Each line causes immediate execution and memory allocation. In Polars, the lazily evaluated version looks similar but yields a query plan instead:

q = (pl.scan_csv('data.csv')
       .filter(pl.col('col') > 10)
       .join(lookup.lazy(), on='key')
       .group_by('category').agg(pl.all().sum()))
result = q.collect()

The collect() call triggers optimized execution, often combining the filter and join into a single stage. This not only saves time but also makes it easier to adapt the pipeline to different sources (e.g., switching from CSV to Parquet) without rewriting the logic.

Is Polars easy to learn if you already know Pandas?

For most users, the learning curve is surprisingly gentle. The API shares many familiar method names: filter, select, group_by, join. However, the mental model shift we discussed earlier can take some time to internalize. Newcomers often try to force Pandas patterns (like iterative row operations) into Polars, which works poorly. The key is to embrace columnar thinking and the lazy/query approach. Official documentation and a growing number of tutorials (including the original article) help bridge the gap. Many users report becoming comfortable within a few days, especially if they have SQL experience.
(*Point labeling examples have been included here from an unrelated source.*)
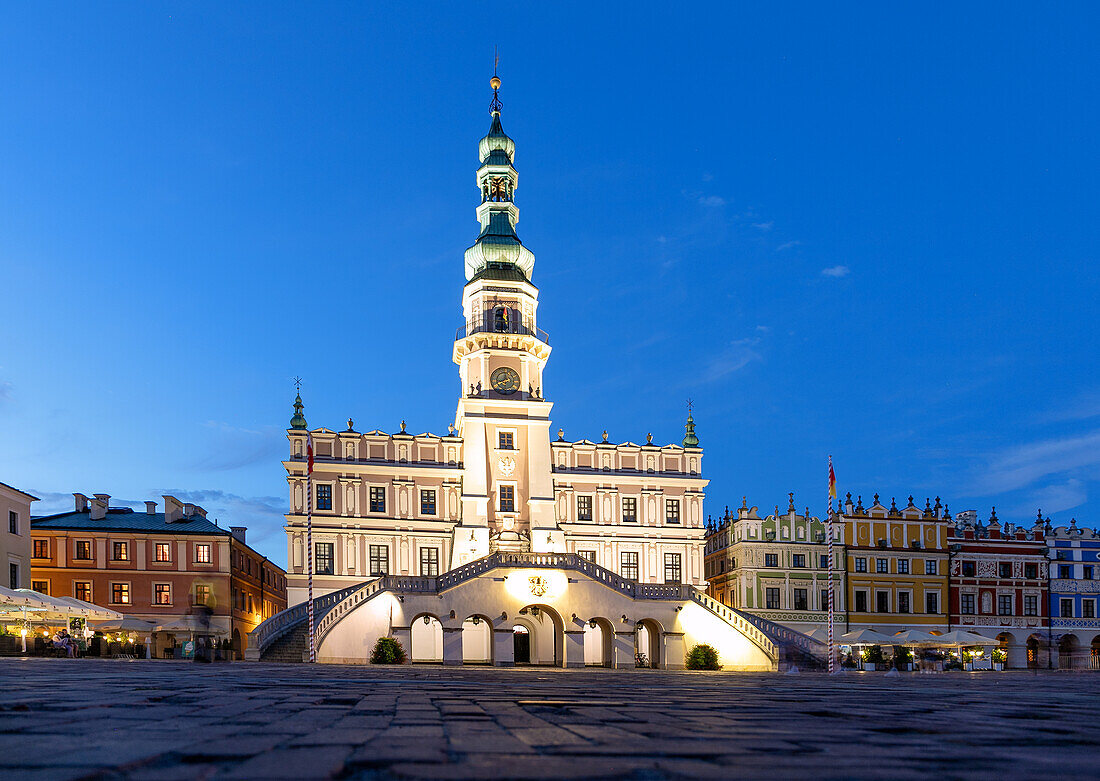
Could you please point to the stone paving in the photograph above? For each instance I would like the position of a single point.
(160, 719)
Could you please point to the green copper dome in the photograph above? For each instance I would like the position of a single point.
(298, 421)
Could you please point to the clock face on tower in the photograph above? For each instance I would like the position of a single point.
(505, 381)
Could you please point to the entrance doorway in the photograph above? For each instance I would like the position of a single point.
(521, 645)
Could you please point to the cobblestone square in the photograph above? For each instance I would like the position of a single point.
(154, 719)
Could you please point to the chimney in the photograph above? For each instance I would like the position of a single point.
(173, 509)
(99, 506)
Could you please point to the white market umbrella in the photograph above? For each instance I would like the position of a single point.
(865, 637)
(960, 637)
(913, 637)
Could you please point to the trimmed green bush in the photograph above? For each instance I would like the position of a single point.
(387, 651)
(702, 657)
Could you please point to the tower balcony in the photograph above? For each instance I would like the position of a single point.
(481, 326)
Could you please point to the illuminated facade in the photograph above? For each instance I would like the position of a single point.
(776, 567)
(897, 565)
(425, 504)
(498, 542)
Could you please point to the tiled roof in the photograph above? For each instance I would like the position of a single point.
(125, 519)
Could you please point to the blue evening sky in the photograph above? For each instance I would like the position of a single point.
(868, 232)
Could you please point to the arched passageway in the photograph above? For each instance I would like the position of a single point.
(477, 640)
(427, 639)
(647, 647)
(547, 635)
(598, 642)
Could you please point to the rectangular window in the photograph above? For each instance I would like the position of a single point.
(323, 496)
(380, 560)
(629, 565)
(323, 558)
(507, 494)
(672, 572)
(429, 562)
(377, 498)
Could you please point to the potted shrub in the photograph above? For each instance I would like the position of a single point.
(702, 657)
(1000, 657)
(387, 650)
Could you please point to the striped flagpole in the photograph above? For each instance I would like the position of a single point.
(832, 493)
(309, 539)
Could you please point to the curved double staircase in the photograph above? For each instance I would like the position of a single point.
(284, 636)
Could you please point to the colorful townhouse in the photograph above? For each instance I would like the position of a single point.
(897, 565)
(776, 567)
(1074, 592)
(998, 585)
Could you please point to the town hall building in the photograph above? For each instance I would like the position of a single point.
(503, 506)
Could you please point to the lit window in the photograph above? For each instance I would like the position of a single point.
(380, 560)
(629, 565)
(323, 496)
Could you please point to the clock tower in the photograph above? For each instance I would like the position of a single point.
(503, 418)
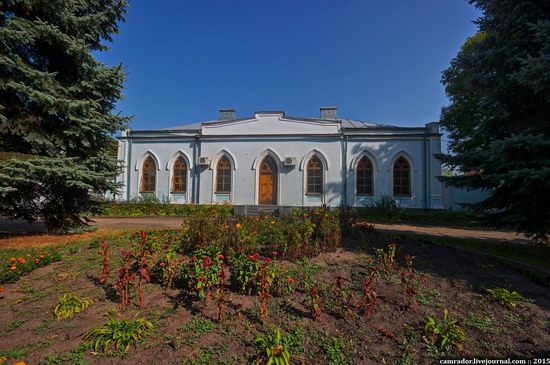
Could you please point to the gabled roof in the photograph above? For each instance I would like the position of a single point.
(344, 122)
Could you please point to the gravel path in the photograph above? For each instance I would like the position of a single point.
(16, 228)
(441, 231)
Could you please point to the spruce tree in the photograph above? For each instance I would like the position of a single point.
(499, 114)
(56, 108)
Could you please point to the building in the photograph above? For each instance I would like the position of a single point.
(274, 159)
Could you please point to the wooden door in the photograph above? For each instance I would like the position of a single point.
(267, 185)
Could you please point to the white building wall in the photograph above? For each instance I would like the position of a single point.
(383, 153)
(163, 153)
(246, 142)
(247, 154)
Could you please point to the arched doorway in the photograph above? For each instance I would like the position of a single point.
(267, 185)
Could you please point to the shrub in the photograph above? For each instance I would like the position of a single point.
(244, 271)
(71, 304)
(327, 229)
(202, 273)
(299, 231)
(444, 335)
(299, 234)
(118, 334)
(386, 259)
(505, 297)
(387, 208)
(284, 279)
(347, 216)
(206, 225)
(275, 350)
(151, 206)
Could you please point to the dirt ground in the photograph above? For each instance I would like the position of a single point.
(392, 335)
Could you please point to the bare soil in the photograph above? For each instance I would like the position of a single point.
(456, 280)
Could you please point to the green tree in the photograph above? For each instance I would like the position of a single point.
(498, 118)
(56, 108)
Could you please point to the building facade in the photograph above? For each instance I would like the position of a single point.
(274, 159)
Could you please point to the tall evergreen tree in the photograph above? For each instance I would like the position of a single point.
(56, 108)
(499, 115)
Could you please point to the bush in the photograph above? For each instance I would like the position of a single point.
(303, 233)
(154, 207)
(206, 225)
(118, 334)
(444, 335)
(244, 271)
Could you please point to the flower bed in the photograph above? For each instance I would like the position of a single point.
(22, 262)
(303, 233)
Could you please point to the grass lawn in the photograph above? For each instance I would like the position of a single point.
(331, 312)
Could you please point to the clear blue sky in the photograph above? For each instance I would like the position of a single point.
(375, 60)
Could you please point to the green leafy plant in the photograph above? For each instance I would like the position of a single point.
(505, 297)
(202, 273)
(118, 334)
(386, 259)
(444, 335)
(244, 271)
(284, 279)
(71, 304)
(275, 350)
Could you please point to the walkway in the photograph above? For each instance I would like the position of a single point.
(17, 228)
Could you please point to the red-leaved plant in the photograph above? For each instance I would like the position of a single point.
(410, 282)
(315, 303)
(125, 276)
(134, 266)
(264, 281)
(370, 299)
(143, 265)
(221, 297)
(344, 299)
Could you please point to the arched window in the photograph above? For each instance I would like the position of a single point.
(401, 177)
(314, 176)
(364, 177)
(148, 176)
(179, 176)
(223, 175)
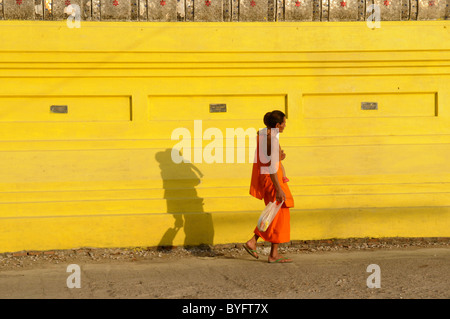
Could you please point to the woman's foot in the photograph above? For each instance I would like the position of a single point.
(250, 247)
(279, 260)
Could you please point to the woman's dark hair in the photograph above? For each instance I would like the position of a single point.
(271, 119)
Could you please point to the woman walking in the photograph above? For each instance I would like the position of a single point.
(269, 183)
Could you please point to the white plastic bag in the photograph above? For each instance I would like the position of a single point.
(267, 215)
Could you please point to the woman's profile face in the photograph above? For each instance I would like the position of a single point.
(281, 126)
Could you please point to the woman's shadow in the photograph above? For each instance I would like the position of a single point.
(179, 182)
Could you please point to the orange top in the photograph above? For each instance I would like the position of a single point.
(261, 184)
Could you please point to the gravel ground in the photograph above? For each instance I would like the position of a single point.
(410, 268)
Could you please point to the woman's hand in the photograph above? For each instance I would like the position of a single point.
(281, 197)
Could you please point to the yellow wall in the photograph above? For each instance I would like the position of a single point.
(101, 175)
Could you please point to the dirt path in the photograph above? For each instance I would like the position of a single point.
(404, 273)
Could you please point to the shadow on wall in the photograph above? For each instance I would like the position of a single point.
(179, 182)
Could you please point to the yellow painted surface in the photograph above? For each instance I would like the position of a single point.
(101, 175)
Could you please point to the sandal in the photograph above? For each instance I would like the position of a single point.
(251, 251)
(279, 261)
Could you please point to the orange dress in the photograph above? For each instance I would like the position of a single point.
(262, 187)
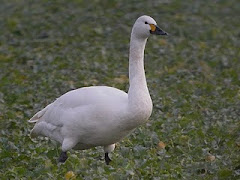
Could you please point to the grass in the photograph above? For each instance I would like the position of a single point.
(48, 48)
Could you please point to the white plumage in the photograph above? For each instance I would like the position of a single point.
(101, 115)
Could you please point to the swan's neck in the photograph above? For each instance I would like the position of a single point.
(138, 94)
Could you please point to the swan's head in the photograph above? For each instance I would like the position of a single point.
(146, 25)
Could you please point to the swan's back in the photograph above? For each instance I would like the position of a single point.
(92, 95)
Once mastered, Polars often feels more intuitive for complex transformations because it reduces boilerplate null-handling and type errors compared to Pandas.

Should everyone migrate from Pandas to Polars?

Not necessarily. Polars excels in performance-critical scenarios and with datasets that fit in memory (or that can benefit from streaming). It also shines when you need deterministic, well-optimized pipelines. However, Pandas remains more mature in terms of ecosystem: it integrates deeply with matplotlib, scikit-learn, and many financial libraries. If your workflow depends on those integrations or requires interactive analysis with frequent small changes, Pandas might still be more convenient. The right approach is to evaluate both on your own data. The original article’s author suggests starting new projects in Polars for raw data processing, while keeping Pandas for ad hoc analysis or visualization. The gap is narrowing, but for now, the choice depends on your specific blend of speed, ergonomics, and library compatibility.